De quoi as-tu besoin ?

De quoi as-tu besoin ?

" C’est sans doute l’une des plus belles questions qui puissent être posées. On la dit parfois de manière anodine, manteau sur le dos et liste de courses en main.

« Chérie, je vais chez le boucher, de quoi as-tu besoin ? »

Dans la tranquillité du quotidien, elle traduit l’intention de rendre service. Elle prend une dimension vitale quand elle résonne dans le périmètre de la douleur.

De quoi as-tu besoin pour aimer la vie ? Pour te relever ? Pour continuer ? Pour t’apaiser ?

On peut aussi la traduire ainsi : « Que puis-je faire pour toi ? » Et, tout à coup, ce « je » et ce « toi » liés effacent la distance qui sépare les êtres. On la dit les mains vides, le cœur plein, l’esprit vierge, sans idées préconçues, sans réponses toutes faites.

Demander ce que l’on peut faire, c’est se mettre à disposition. C’est s’encastrer dans les besoins de l’autre.

Certains trouvent la question déplacée quand elle intervient tout juste après l’annonce, le choc, l’épreuve. (…) Pourtant, elle mérite d’être posée, quels que soient l’instant et le silence qu’on lui oppose.

Ce qui compte, c’est qu’elle soit prononcée.

Celui qui souffre l’entend et l’enregistre, inconsciemment.
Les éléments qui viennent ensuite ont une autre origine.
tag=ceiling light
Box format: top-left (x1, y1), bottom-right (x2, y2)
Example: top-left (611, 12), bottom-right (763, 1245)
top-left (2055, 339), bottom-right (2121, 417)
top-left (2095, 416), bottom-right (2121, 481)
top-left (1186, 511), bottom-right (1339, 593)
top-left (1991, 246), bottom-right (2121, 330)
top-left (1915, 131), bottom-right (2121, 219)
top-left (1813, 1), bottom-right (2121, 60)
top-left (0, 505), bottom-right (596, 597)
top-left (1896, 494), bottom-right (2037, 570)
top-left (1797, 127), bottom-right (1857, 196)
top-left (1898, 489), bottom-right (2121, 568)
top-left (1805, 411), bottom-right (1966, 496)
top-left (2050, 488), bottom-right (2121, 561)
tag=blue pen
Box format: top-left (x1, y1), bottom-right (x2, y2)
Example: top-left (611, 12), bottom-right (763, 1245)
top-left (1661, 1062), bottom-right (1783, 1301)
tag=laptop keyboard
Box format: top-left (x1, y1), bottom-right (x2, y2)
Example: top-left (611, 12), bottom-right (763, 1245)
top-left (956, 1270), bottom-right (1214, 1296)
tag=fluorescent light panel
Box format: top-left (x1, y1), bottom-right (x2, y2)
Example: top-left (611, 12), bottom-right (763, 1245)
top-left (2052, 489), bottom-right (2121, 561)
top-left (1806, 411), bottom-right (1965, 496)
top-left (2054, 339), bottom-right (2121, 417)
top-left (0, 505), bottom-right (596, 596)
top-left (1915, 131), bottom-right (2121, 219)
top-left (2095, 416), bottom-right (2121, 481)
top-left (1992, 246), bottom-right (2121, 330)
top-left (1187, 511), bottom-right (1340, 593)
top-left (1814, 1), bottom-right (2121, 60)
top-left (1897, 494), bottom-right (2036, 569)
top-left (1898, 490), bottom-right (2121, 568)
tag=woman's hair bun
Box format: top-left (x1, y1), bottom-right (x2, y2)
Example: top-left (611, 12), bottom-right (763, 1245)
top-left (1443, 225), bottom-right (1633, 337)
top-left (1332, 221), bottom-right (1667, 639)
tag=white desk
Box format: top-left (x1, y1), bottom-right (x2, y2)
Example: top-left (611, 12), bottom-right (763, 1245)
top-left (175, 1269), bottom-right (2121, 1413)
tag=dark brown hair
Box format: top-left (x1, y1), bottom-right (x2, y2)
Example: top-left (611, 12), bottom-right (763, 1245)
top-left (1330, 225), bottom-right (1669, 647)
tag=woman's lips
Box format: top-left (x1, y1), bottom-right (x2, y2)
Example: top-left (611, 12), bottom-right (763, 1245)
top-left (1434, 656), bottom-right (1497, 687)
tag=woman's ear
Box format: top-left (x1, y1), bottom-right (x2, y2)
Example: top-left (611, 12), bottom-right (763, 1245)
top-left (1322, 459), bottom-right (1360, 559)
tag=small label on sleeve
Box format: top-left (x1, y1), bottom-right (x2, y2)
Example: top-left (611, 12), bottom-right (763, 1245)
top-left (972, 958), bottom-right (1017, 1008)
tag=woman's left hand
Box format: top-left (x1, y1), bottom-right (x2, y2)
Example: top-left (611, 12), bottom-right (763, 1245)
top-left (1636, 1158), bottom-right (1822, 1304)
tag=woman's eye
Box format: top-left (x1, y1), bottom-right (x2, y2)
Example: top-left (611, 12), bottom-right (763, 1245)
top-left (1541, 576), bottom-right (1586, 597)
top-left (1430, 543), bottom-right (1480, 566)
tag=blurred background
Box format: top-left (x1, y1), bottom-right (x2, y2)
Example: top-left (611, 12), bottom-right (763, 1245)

Il sait alors qu’il a le droit d’exprimer son besoin. Il pourra y revenir et répondre plus tard, quand le jour sera moins sombre et les idées plus claires.

Si on ne m’avait jamais demandé de quoi j’avais besoin, je ne me serais jamais sentie autorisée à l’exprimer. Cela m’aurait paru inopportun, déplacé. Comme si j’allais trop loin dans ce que je pouvais attendre de ceux qui consolent.

Si on ne m’avait jamais dit « que puis-je faire pour toi ? », je n’aurais jamais osé appeler à l’aide.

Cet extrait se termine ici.